Unirow: Hadi Tugur menandatangani surat pengunduran diri dari jabatnnya di kantor PPLP PT PGRI Tuban.

Waskita- Harmini

Tuban – Polemik status non aktif Universitas PGRI Ronggolawe (UNIROW) Tuban sejak Juni lalu , membuat Hadi Tugur diberhentikan secara terhormat oleh Perkumpulan Penyelenggara Lembaga Pendidikan Perguruan Tinggi (PPLP-PT) PGRI Tuban, Senin (24/08/2015).

Penonaktifan kampus selama ini membuat mahasiswa dan orang tua resah. Hal tersebut tidak membuat mahasiswa berhenti memperjuangkan haknya. Pengawalan terus dilakukan mulai hearing pertama di kantor PPLP PT PGRI Tuban bulan Juni 2015 lalu, dan memuncak tanggal 24 Agustus 2015. 

“Mahasiswa belum puas karena non aktif masih di anggap berbahaya, dan masih perlu di kawal terus,” kata Nibrosu Rohid selaku mahasiswa Unirow Tuban.

Ratusan mahasiswa menuntut Rektor turun dari jabatannya, sesuai surat edaran dari Kementrian Riset Teknologi dan Pendidikan Tinggi  (Kemenristek Dikti). Aksi sempat berlangsung tegang, ketika mahasiswa memaksa bertemu Rektor dan Senat yang sedang rapat bersama PGRI Jawa Timur

Setelah berhasil memasuki kantor PPLP PT Tuban, sorak tangis ratusan mahasiswa memuncak. Kemudian, membuat pihak yayasan tertekan dan segera mengambil langkah strategis. 

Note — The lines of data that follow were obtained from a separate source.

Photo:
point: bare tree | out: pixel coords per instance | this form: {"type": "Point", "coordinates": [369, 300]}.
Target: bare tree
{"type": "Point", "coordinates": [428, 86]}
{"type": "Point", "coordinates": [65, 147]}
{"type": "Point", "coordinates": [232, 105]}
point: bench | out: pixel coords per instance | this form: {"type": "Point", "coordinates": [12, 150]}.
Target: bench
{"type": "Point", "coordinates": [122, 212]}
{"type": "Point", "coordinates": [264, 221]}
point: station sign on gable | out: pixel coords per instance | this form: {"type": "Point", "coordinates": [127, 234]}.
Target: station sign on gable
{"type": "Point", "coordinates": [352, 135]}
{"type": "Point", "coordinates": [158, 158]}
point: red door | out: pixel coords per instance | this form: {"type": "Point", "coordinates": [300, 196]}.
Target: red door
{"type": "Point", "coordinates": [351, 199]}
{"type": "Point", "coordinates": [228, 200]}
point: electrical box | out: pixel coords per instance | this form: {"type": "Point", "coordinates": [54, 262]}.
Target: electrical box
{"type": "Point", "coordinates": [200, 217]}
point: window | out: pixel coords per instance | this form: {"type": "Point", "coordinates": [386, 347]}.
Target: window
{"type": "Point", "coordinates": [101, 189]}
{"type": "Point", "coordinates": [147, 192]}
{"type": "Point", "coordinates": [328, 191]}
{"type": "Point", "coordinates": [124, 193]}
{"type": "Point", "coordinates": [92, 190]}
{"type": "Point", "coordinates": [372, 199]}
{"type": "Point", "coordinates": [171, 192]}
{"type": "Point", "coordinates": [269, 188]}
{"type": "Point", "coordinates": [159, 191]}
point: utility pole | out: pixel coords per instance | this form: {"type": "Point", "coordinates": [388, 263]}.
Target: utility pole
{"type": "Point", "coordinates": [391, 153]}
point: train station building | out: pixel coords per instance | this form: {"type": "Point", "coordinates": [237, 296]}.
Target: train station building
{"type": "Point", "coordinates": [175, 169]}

Bendahara PPLP PT PGRI Tuban, Ayik Wahyudi, menemui mahasiswa dan menyampaikan rektor siap diberhentikan secara hormat. Setelah itu, Ayik langsung sujud syukur dan diikuti oleh mahasiswa.

Kemudian, keputusan yang diambil oleh Hadi Tugur adalah kebijakan seorang negarawan. Berhenti secara terhormat  bukan di berhentikan oleh mahasiswa, walaupun kenyataannya didesak oleh mahasiswa.

Setelah ini akan diaadakan rapat untuk menentukan pergantian rektor yaitu pembantu rektor satu (PR 1) sesuai dengan statuta Unirow yang otomatis yang mengganti PR1. Selanjutnya pemilihan rektor definitive bakal digelar tanggal 29 Agustus 2015.

“Tanggal 31 Agustus 2015 pelantikan rektor, sehingga kita punya rektor definitive, tambah Ayik Wahyudi.

Sementara, Hadi Tugur saat ditemui wartawan LPM Waskita mengatakan, keputusan berhenti merupakan keputusan yang terbaik bagi dirinya, dan kampus di Jalan manunggal Tuban tersebut. 

Ya ndak papa to saya terima dengan baik, dan tetap membantu sesuai kemampuan saya, tegas Hadi Tugur dengan nada legowonya.